En 2012, les vingt duels entre la gauche et le FN au second tour étaient concentrés dans des régions plutôt frontistes (cinq dans les Bouches-du-Rhône, trois dans le Nord et quatre dans le Pas-de-Calais). Aux départementales de 2015, en revanche, le nombre de duels a fait que les duels entre la gauche et le Front national dans les départements étaient «assez bien répartis sur toute la France», déclare Jérôme Jaffré: «Il y en a évidemment moins en Bretagne, en Pays de la Loire ou dans le Centre mais, dans l'ensemble, le FN est devenu un vote national.» Ce qui explique peut-être la poussée plus modeste du FN au second tour dans des régions où la droite est plus réticente à se reporter sur lui.

Plus récemment, les régionales, organisées quinze jours après les attentats du 13 novembre, ont aussi offert des cas de figure intéressants, même si aucun second tour n'y opposait en duel la gauche au FN. Non seulement le FN y a systématiquement sous-performé ses intentions de vote du second tour dans les régions où il avait une chance de victoire (Alsace-Lorraine-Champagne-Ardennes, Nord-Pas-de-Calais-Picardie, Provence-Alpes-Côte-d'Azur...) mais deux triangulaires ont montré la complexité du comportement de l'électorat de droite dans les régions où la gauche paraissait la mieux placée des deux grands partis de gouvernement.

Dans la région Occitanie (ex-Languedoc-Roussillon-Midi-Pyrénées), le FN est arrivé en tête au premier tour devant une gauche divisée et la droite. Au second tour, la formation frontiste, passée de 32% à «seulement» 34%, n'a pourtant pas bénéficié d'un effet de «vote utile» alors que la droite, même si elle ne s’était pas retirée, était clairement hors de position pour l'emporter. Seulement 7% des électeurs de droite du premier tour ont voté pour la liste de Louis Aliot, selon l’Enquête électorale française, et le même pourcentage a opté pour la gauche.

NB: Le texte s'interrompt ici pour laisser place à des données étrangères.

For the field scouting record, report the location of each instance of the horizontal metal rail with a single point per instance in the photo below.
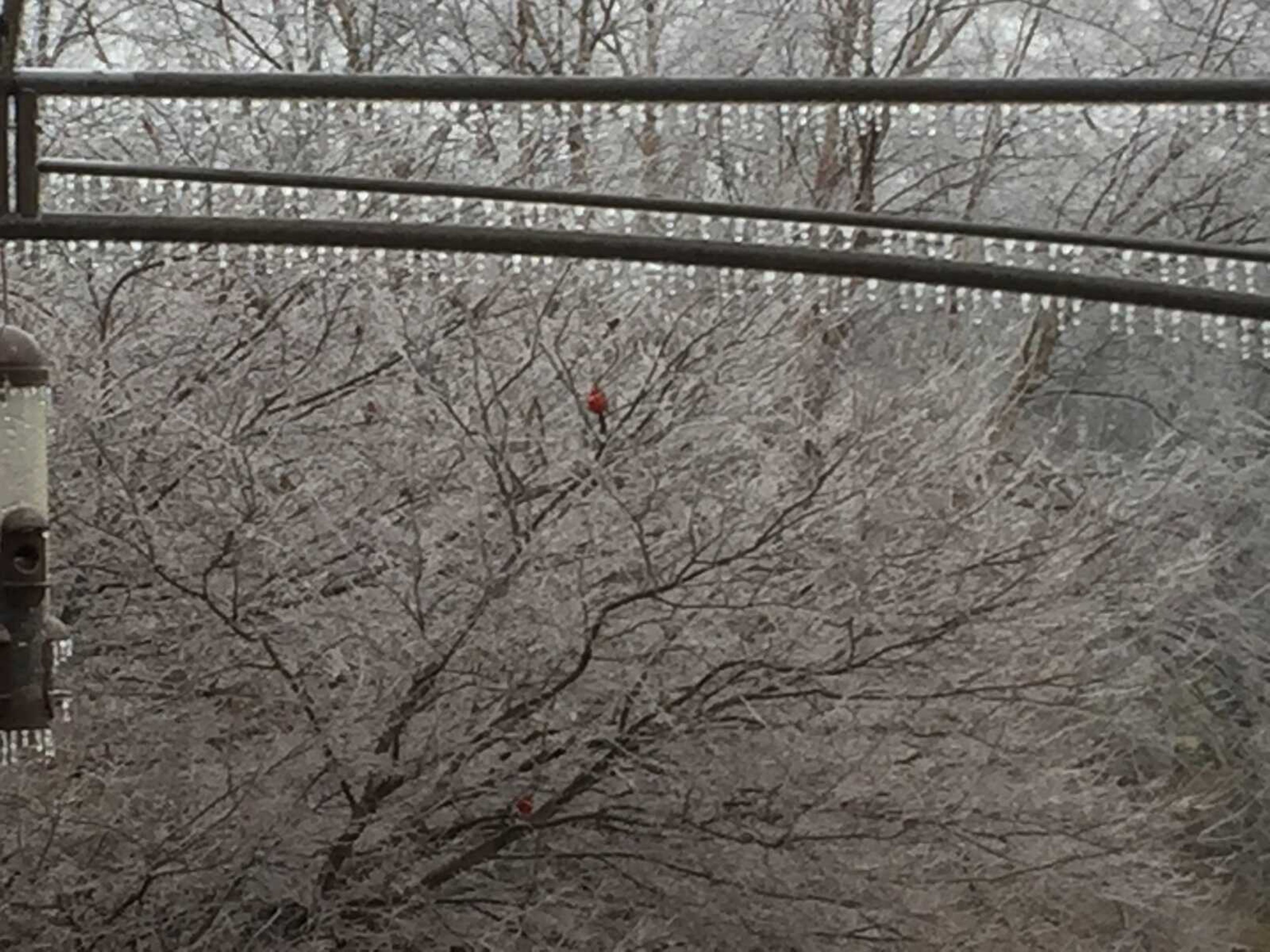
(590, 246)
(635, 89)
(665, 206)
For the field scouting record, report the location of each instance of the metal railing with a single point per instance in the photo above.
(23, 219)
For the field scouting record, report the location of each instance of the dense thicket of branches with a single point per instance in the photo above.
(867, 619)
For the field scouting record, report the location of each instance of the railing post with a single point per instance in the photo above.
(27, 150)
(11, 36)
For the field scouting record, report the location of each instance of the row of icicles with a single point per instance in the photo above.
(745, 124)
(429, 273)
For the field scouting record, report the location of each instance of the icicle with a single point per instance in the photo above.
(915, 115)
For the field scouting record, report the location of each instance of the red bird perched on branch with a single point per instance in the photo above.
(599, 404)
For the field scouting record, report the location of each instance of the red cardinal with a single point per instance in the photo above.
(599, 404)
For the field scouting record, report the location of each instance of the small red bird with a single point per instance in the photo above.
(599, 404)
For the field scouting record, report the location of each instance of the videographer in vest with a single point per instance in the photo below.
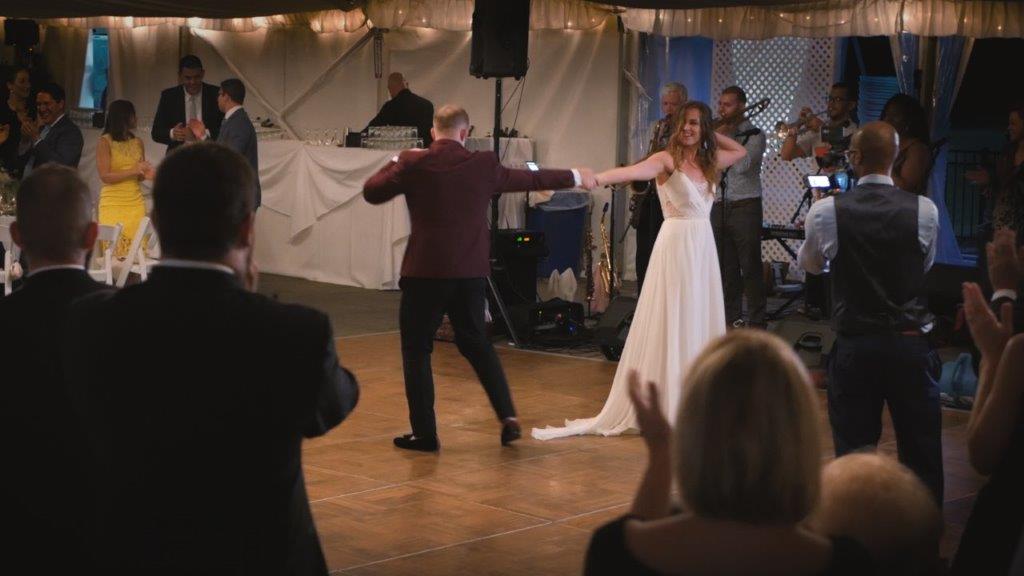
(880, 242)
(737, 215)
(647, 216)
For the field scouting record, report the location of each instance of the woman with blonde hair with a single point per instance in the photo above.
(747, 456)
(681, 305)
(121, 163)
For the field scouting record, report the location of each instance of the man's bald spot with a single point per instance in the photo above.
(879, 144)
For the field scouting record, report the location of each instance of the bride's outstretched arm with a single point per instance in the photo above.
(644, 170)
(729, 151)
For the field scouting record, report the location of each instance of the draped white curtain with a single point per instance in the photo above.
(65, 49)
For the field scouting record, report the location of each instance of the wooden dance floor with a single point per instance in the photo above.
(476, 507)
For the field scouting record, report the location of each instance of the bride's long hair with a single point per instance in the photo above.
(707, 147)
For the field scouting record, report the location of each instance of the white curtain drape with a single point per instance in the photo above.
(837, 18)
(65, 49)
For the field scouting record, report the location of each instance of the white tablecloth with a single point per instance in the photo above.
(313, 222)
(515, 153)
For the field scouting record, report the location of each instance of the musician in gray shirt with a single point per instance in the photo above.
(736, 220)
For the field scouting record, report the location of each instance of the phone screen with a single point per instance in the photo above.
(818, 180)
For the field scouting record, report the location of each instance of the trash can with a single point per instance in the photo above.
(561, 219)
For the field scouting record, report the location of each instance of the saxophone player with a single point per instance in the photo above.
(647, 217)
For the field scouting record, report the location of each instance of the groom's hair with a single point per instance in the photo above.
(201, 196)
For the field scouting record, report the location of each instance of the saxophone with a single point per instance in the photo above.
(641, 189)
(609, 283)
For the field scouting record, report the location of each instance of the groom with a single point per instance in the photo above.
(448, 190)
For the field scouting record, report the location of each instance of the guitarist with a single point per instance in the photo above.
(646, 214)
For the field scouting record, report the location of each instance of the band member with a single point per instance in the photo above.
(737, 215)
(647, 215)
(842, 101)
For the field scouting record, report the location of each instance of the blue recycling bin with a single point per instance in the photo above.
(561, 219)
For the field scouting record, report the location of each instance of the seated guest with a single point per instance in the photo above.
(121, 163)
(747, 457)
(995, 438)
(881, 242)
(881, 503)
(53, 136)
(183, 106)
(913, 162)
(197, 393)
(406, 109)
(47, 486)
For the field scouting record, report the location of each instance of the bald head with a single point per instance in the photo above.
(451, 122)
(877, 145)
(395, 83)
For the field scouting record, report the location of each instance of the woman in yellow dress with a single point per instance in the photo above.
(122, 166)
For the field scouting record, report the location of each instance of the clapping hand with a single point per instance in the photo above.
(990, 334)
(197, 129)
(1006, 262)
(588, 178)
(179, 132)
(653, 426)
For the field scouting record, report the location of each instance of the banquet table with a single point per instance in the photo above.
(313, 222)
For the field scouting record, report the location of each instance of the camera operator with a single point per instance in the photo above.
(842, 101)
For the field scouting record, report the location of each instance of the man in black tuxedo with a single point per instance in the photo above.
(183, 106)
(197, 393)
(47, 488)
(880, 241)
(237, 131)
(406, 109)
(54, 137)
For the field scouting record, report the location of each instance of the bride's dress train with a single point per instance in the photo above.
(680, 310)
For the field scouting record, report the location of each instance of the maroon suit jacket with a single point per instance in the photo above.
(448, 190)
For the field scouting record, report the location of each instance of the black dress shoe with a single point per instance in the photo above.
(510, 432)
(410, 442)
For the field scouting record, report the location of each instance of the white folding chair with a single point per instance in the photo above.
(101, 266)
(9, 256)
(137, 261)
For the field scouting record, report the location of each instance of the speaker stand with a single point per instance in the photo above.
(494, 220)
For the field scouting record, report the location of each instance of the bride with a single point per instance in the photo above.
(681, 305)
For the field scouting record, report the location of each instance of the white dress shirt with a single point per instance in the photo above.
(821, 232)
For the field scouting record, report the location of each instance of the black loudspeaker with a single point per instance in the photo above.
(501, 34)
(20, 33)
(614, 326)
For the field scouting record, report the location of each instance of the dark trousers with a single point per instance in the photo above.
(900, 371)
(424, 302)
(738, 241)
(647, 228)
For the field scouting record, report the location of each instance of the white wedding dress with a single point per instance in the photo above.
(680, 310)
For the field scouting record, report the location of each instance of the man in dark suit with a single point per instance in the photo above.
(181, 107)
(54, 137)
(41, 438)
(448, 190)
(406, 109)
(881, 242)
(197, 393)
(237, 131)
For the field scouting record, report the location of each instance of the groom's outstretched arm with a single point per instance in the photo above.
(389, 180)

Dans la région Bourgogne-Franche-Comté, qui s'est jouée dans une triangulaire presque parfaitement équilibrée (34,7% pour le PS, 32,9% pour la droite, 32,4% pour le FN), la candidate frontiste a progressé de moins d'un point au second tour alors qu'elle devançait la droite de plus de 7 points au premier. «Et c’était une période où le Front national était déjà assez puissant et où la gauche était détestée par les électeurs de droite», rappelle Jérôme Jaffré. «Donc entendre que Marine Le Pen a des risques d’être élue, cela me semble excessif. Même si la politique française est en état de décomposition.»

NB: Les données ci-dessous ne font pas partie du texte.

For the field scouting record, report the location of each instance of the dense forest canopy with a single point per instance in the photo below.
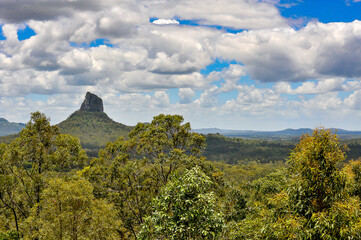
(157, 184)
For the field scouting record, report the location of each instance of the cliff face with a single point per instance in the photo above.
(92, 103)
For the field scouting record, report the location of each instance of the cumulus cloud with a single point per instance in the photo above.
(284, 54)
(144, 59)
(251, 14)
(165, 21)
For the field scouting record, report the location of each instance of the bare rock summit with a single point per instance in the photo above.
(92, 103)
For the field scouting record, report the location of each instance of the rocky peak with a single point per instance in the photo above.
(92, 103)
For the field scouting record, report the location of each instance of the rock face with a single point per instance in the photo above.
(92, 103)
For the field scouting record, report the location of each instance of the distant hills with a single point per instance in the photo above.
(94, 129)
(92, 126)
(286, 134)
(7, 128)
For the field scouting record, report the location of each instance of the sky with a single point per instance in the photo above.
(231, 64)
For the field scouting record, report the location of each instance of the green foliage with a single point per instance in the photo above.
(94, 129)
(316, 180)
(185, 209)
(70, 211)
(136, 169)
(26, 165)
(238, 150)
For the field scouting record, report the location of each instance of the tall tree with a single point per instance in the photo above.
(130, 173)
(31, 159)
(185, 209)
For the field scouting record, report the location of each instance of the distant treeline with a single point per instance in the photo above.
(232, 150)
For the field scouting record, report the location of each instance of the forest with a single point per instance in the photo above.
(158, 183)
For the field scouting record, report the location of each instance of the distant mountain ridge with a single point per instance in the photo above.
(92, 126)
(282, 134)
(7, 128)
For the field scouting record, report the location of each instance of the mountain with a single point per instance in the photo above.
(285, 134)
(92, 125)
(7, 128)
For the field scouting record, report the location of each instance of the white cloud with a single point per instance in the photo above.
(239, 14)
(165, 21)
(284, 54)
(186, 95)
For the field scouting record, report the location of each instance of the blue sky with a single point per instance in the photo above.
(234, 64)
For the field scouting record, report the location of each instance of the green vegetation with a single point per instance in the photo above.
(94, 130)
(238, 150)
(7, 128)
(156, 184)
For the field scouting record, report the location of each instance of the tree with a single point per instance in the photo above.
(316, 180)
(30, 160)
(70, 211)
(185, 209)
(131, 172)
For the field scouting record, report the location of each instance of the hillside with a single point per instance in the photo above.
(286, 134)
(7, 128)
(92, 126)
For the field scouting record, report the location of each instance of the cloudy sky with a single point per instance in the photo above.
(233, 64)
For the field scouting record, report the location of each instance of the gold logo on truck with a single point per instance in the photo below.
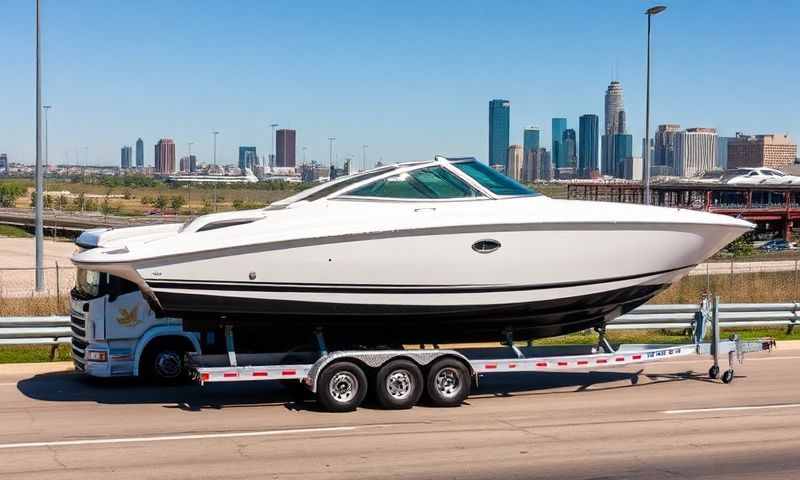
(128, 318)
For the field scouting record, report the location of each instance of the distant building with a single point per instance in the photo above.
(559, 125)
(125, 157)
(588, 137)
(530, 143)
(664, 145)
(622, 147)
(695, 151)
(570, 149)
(769, 150)
(514, 162)
(139, 153)
(614, 124)
(285, 148)
(248, 158)
(499, 131)
(165, 156)
(632, 168)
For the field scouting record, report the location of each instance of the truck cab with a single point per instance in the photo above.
(115, 333)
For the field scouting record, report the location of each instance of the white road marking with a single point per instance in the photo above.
(169, 438)
(734, 409)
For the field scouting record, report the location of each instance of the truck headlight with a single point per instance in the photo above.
(96, 355)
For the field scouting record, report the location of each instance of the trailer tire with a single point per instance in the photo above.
(399, 384)
(164, 362)
(342, 387)
(448, 383)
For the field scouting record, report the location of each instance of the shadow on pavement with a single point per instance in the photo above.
(73, 387)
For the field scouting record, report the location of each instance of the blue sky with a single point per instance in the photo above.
(410, 79)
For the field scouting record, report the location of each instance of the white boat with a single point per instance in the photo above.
(437, 251)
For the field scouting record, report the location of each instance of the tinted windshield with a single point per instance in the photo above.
(493, 180)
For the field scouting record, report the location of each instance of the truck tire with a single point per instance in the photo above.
(342, 387)
(163, 363)
(448, 383)
(399, 384)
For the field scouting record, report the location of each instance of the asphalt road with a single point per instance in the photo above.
(619, 424)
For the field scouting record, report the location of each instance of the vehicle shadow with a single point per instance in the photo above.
(74, 387)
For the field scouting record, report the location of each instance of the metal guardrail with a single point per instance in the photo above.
(56, 329)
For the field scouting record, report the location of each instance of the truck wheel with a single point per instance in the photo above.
(163, 363)
(448, 383)
(342, 387)
(398, 384)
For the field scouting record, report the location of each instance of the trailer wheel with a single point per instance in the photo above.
(342, 387)
(448, 383)
(399, 384)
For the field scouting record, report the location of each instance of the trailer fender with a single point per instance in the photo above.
(157, 332)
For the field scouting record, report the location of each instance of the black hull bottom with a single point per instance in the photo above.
(288, 323)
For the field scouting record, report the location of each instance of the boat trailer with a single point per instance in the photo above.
(339, 378)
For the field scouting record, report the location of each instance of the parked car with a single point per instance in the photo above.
(777, 245)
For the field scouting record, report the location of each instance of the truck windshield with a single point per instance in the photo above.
(87, 283)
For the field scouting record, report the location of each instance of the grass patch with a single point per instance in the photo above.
(34, 306)
(759, 287)
(33, 354)
(13, 232)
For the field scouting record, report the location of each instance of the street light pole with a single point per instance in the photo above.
(364, 157)
(215, 133)
(272, 157)
(39, 214)
(646, 154)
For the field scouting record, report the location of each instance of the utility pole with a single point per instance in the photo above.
(39, 214)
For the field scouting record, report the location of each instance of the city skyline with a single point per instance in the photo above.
(361, 88)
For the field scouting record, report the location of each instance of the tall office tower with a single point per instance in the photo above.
(570, 149)
(139, 153)
(285, 148)
(125, 157)
(664, 144)
(247, 158)
(544, 165)
(770, 150)
(164, 156)
(499, 131)
(557, 153)
(614, 104)
(695, 151)
(588, 136)
(514, 163)
(530, 143)
(622, 146)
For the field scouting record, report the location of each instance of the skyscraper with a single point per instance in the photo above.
(664, 145)
(588, 136)
(530, 143)
(614, 124)
(164, 157)
(557, 152)
(514, 162)
(285, 148)
(247, 157)
(499, 131)
(139, 153)
(125, 157)
(622, 147)
(695, 151)
(570, 149)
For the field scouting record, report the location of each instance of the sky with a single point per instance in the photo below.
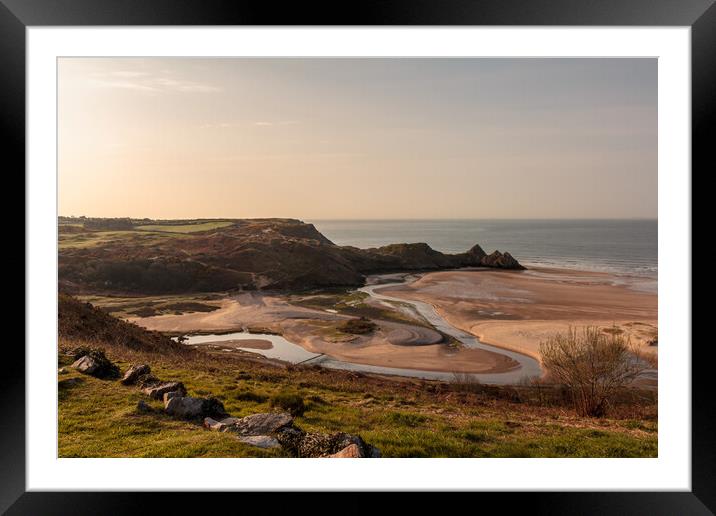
(320, 138)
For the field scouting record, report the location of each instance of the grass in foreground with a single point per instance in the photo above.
(97, 418)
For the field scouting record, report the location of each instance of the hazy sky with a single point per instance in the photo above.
(358, 138)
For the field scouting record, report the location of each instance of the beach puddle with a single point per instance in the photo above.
(283, 349)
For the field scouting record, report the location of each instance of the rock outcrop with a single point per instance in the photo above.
(134, 373)
(500, 260)
(156, 392)
(270, 254)
(93, 362)
(259, 424)
(302, 444)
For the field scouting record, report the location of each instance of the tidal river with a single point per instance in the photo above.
(287, 351)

«C’est le nom de Hamon qui sera associé à l’échec historique de la gauche si Marine Le Pen l'emporte»

Dans sa note, le politologue pointe que dans les faits, on est loin du «ni-ni» institué par l’UMP et Nicolas Sarkozy, et que l'électeur prend souvent à contre-pied les consignes de vote:

«Au contraire, quand les états-majors de la droite se prononçaient pour un Front républicain, leurs électeurs étaient nombreux à aller vers le FN; et quand est fait le choix du “ni-ni”, ils vont massivement voter et davantage pour le Parti socialiste…»

De cette façon, le système «UMPS» tant décrié par les dirigeants frontistes existe bien, explique Jérôme Jaffré dans son analyse. Mais il est surtout le résultat d'une volonté des électeurs de droite et de gauche qui adoptent «le comportement le plus adéquat en vue de faire obstacle à l'élection d'un représentant du Front national, même si celui-ci sort nettement en tête du premier tour».

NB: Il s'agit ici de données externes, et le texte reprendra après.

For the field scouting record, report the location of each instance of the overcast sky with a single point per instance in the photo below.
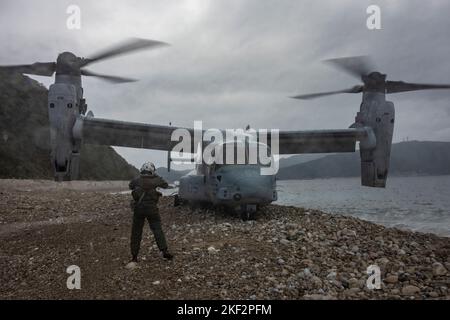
(233, 63)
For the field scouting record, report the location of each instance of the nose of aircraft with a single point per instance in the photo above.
(245, 184)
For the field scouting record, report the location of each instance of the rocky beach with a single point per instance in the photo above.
(286, 253)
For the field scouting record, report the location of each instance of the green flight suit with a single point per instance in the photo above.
(145, 207)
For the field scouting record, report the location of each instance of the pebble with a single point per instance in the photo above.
(392, 278)
(410, 290)
(439, 269)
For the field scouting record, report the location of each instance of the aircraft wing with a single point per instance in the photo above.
(148, 136)
(320, 141)
(126, 134)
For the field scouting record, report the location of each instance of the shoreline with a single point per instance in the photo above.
(287, 253)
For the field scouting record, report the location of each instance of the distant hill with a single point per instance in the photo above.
(407, 158)
(24, 137)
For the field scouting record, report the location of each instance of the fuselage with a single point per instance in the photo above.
(231, 185)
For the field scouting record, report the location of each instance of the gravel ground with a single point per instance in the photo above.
(287, 253)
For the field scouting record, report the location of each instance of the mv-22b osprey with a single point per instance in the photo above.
(234, 186)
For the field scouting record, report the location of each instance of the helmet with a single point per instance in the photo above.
(148, 168)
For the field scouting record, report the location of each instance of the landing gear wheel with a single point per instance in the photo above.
(248, 212)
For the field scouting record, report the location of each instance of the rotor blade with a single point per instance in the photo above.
(38, 68)
(357, 66)
(400, 86)
(112, 79)
(355, 89)
(130, 45)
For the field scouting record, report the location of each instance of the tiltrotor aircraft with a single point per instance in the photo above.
(235, 186)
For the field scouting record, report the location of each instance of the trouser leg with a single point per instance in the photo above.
(154, 221)
(136, 234)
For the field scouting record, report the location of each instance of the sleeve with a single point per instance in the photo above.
(162, 183)
(133, 183)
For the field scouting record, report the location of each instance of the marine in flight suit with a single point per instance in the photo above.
(145, 207)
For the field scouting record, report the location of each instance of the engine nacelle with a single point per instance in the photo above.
(63, 109)
(378, 114)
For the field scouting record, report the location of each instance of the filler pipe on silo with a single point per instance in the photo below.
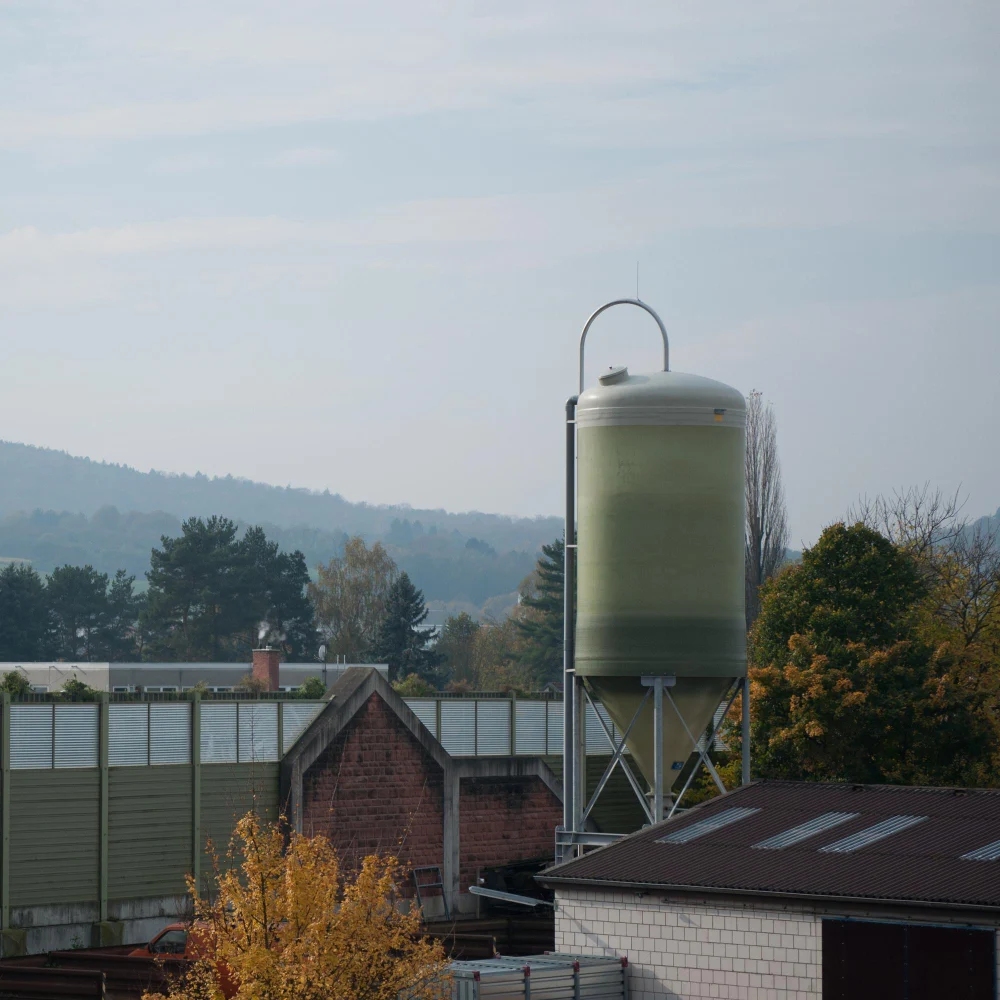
(570, 809)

Joël Gombin pense lui qu’il est «à peu près impossible que Marine Le Pen gagne l’élection présidentielle» et pointe également l'impact assez faible des consignes de vote:

«Il y a d’autres variables locales qui viennent jouer. Je pense qu’il n’y a pas une influence majeure des mots d’ordre. Pour les Français, il y a une mobilisation contre le Front national qui est plus forte à gauche qu’à droite. Dans toutes les configurations, cela rend la victoire du Front national au second tour difficile et improbable. À voir s’il en va de même aux législatives.»

Mais le principal effet du Front national, c’est surtout qu’il rend «presque aléatoire le résultat des élections» selon lui, puisque l'autre «survivant» du premier tour devient automatiquement le favori du second:

«Au fond, ça se joue sur l’ordre d’arrivée, sur la participation qui détermine la qualification au second tour... Des éléments assez conjoncturels et peu structurels. Cela contribue à ternir le lien entre la population et ses représentants.»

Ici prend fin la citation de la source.